STIHL tip: There are legal considerations that must be taken into account when trimming trees and hedges: in the UK, the Wildlife and Countryside Act of 1981 states that you may not cut a hedge or tree if doing so will damage or disturb a nest. Always makes sure you check for active nests before trimming any hedges, particularly in the bird nesting season (typically between March and August).

A woman taming brambles with a pole and some rope

Trimming and tapering bushes

Multi-stemmed bushes such as redcurrant or amelanchier are characterised by having many individual shoots that grow from the earth. You can trim these or taper the shape of the whole plant by cutting excess growth 10 cm above the soil.

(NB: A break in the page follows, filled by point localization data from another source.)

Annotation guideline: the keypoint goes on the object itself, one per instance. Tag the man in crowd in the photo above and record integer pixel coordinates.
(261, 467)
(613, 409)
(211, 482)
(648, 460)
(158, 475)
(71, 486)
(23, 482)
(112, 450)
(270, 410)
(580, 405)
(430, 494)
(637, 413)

STIHL tip: A pole and some rope can help you when clearing overhanging brambles and other bushes: stick the pole into the soil, bend the brambles to the side and secure everything with the rope. The area around the brambles will then become clearer so you can more easily get to the base of the plant. 

Step 5: Create new beds and areas

Now you can dig over the areas you have cleared in your formerly overgrown garden. Apply mulch to any open, bare soil while deciding what to plant; otherwise, weeds will quickly return.
A woman using a spade to mark and define the edge of a lawn

Edges and borders add structure

Determine where the edges, borders and flower beds will be. Clearly defined areas make the difference between an overgrown garden and a tidy one. Mark out the edges of the lawn and cut along them with a spade.

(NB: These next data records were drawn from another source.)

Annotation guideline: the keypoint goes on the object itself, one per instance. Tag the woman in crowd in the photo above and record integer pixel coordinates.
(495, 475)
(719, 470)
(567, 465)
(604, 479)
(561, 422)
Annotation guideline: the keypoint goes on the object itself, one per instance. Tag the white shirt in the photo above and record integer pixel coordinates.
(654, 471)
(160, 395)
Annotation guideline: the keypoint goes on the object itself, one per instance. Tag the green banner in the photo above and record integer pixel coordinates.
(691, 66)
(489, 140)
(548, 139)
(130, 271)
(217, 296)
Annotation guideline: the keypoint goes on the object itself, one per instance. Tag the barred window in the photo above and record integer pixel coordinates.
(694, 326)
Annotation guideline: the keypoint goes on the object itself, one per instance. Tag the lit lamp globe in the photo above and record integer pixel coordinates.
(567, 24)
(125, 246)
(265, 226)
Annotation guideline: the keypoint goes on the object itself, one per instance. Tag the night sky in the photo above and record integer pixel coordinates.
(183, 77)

STIHL tip: If you like a bit of wildness and don’t want your garden to be too orderly, there is a little trick you can try. Spread a thick layer of mulch around specific shrubs and bushes; this will keep them weed-free and well-defined, while you can leave other areas to grow rampant if you wish.

Replanting and relocating shrubs and flower beds

Now you can sort out the remaining shrubs. Divide any that have become too large or bushy by digging them up and splitting the root ball into multiple sections. Plant one part back in the original location and move the other parts to new places as per your garden plan. Close up any gaps in the planted areas and add new plants as desired. 

Enjoy your new garden

You did it! You managed to whip that overgrown garden into shape! Now it’s time to bask in the glow of your achievements as you enjoy your new outdoor space!

An orderly garden with a trimmed lawn, shrubs and trees

One last tip:
Remember that your garden needs regular maintenance – mowing the lawn, weeding, and annual pruning of shrubs and bushes. Otherwise, your garden will become overgrown again as time passes.

Summary: tackling an overgrown garden

  • An overgrown garden is a challenging project, but with a well-structured approach, you can whip it into shape.
  • Before clearing the garden, you should draw up a plan. Then you’ll know what you want to change and how you need to do it, and you can plan out your work steps in advance.
  • The most important steps are clearing rubbish, mowing the lawn and trimming back any excess growth, pruning trees and bushes, digging up unwanted plants and planting new ones.
  • Regular maintenance will help make sure that the garden does not become overgrown again.